8. On the question whether the disputed turnover relating to yarn sales represented inter-State sales or intra-State sales, we find ourselves completely in agreement with the view taken by the Tribunal. It is true that the State Representative filed a report before the Tribunal expressing the view that these sales would be inter-State. But the Tribunal, however, went into the question in great detail and reached the conclusion that there was no acceptable evidence to prove their inter-State character. The only evidence produced by the petitioners was a register called bale order register. The Tribunal verified some of the entries in this register. We have ourselves looked into a few of the entries in the register and we have no hesitation in agreeing with the inference drawn by the Tribunal as a result of the perusal of the entries therein. A typical entry in the register may be referred to :
Please deliver to A. P. Sathappa Chettiar, Quilon, the following yarn bales and take his receipt for the same through Mr. S. S. T. S. Nataraja Nadar.
9. The number of bales is given.
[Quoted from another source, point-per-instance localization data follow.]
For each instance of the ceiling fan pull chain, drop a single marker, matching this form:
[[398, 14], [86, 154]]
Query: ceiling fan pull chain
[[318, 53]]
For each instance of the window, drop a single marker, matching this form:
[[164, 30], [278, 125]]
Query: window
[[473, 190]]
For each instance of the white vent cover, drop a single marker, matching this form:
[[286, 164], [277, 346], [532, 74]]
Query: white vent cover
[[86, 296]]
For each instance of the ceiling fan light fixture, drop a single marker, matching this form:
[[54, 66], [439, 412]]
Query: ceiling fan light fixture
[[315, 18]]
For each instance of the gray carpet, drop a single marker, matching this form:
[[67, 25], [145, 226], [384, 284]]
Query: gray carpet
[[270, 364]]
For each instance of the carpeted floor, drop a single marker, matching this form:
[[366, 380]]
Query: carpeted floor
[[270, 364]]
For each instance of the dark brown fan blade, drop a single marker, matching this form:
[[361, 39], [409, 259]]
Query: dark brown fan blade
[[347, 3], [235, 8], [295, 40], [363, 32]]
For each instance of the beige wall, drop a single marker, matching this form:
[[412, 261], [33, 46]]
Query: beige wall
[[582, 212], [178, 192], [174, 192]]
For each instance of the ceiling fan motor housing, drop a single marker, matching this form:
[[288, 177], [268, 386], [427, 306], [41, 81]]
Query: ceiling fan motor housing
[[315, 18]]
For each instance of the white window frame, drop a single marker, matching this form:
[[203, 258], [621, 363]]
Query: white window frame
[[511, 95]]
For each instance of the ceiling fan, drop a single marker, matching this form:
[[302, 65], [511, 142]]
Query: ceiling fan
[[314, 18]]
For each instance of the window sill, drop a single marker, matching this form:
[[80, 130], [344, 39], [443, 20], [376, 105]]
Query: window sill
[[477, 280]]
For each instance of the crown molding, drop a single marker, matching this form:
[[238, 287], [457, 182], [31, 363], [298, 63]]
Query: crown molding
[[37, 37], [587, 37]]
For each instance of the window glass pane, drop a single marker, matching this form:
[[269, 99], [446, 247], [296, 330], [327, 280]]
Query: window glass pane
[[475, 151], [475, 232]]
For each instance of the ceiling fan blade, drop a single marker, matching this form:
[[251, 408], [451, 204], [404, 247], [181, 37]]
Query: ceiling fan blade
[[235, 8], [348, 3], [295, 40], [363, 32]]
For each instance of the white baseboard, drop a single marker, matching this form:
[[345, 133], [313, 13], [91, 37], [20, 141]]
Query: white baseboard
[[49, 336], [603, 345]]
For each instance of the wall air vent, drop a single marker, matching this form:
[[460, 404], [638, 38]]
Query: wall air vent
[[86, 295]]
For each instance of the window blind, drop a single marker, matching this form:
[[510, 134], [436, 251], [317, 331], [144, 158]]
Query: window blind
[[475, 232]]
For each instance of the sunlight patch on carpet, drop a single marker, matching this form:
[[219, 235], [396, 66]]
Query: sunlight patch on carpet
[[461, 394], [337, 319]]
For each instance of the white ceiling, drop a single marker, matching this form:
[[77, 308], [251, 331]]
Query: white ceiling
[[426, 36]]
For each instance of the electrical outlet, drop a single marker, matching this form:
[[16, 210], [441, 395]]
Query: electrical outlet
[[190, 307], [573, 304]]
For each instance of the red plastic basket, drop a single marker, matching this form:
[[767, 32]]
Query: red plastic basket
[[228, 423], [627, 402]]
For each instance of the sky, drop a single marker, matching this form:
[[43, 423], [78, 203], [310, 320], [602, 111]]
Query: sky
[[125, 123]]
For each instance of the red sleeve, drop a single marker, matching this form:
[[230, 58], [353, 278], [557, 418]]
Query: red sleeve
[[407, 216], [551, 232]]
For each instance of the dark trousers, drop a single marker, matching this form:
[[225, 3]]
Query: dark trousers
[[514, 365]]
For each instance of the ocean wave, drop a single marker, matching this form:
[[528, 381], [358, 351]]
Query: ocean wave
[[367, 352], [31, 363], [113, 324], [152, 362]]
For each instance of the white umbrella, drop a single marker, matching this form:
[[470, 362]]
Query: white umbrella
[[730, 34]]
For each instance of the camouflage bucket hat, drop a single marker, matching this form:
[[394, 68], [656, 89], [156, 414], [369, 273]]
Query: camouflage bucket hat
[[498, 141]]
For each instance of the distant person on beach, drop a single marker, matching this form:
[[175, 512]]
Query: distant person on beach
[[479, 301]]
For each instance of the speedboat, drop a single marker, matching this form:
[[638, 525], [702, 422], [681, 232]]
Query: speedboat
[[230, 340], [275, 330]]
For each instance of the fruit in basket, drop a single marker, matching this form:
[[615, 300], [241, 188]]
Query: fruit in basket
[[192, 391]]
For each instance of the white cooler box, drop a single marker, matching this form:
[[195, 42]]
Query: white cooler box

The buyer's place of business is Quilon, outside Madras State. The lorry number is also given (MDR 1522). But these entries do not show by themselves that the delivery was effected at Quilon, the place of business of the buyer. These entries are consistent with the deliveries having been effected at Koilpatti itself to the outside dealer. This register merely contains instructions to the manager to deliver the goods to the buyer. There is no evidence to show that the goods were actually taken to the place of business of the buyer by the petitioners. If in fact and in truth the Quilon purchaser had obtained deliveries at the mill premises of the petitioners the entries in the bale order register would support that view also. The petitioners could well have placed other evidence, if any, to show that actually delivery was effected outside the State. We are unable to say that the Tribunal committed an error in drawing the . inference from the entries in the bale order register that deliveries must have been effected at Koilpatti itself.
10. In the result, the petitioners succeed in so far as the turnover relating to purchase of cotton from Bombay. That turnover will stand deleted from their assessment. The petitioners fail on the other question relating to the sale of yarn. That part of the decision of the Tribunal will stand confirmed.
11. There will be no order as to costs in this petition.
(T.C. No. 290 of 1962)
12. The petitioners in this case also are the Lakshmi Mills Company Limited, Coimbatore, who were the petitioners in T.C. No. 288 of 1962. This petition arises out of the assessment in the year 1956-57. The dispute is whether the purchase turnover of cotton amounting to Rs. 2,27,205-2-0 at the Koilpatti branch relates to inter-State purchases. In this case also the sellers' agents took delivery of the cotton at Tuticorin Port and delivered the goods at the Koilpatti branch by lorry. The Tribunal has taken the view that the transaction cannot be viewed as inter-State in character because there was break of journey at the Tuticorin Port in the course of movement of the goods from Bombay to Koilpatti.
13. We have held in T.C. No. 288 of 1962 that this view is untenable. For the reasons stated in that decision we are of opinion that the petitioners must succeed in this case.
14. In the result, the order of the Tribunal relating to the turnover of Rs. 2,27,205-2-0 is set aside. There will be no order as to costs.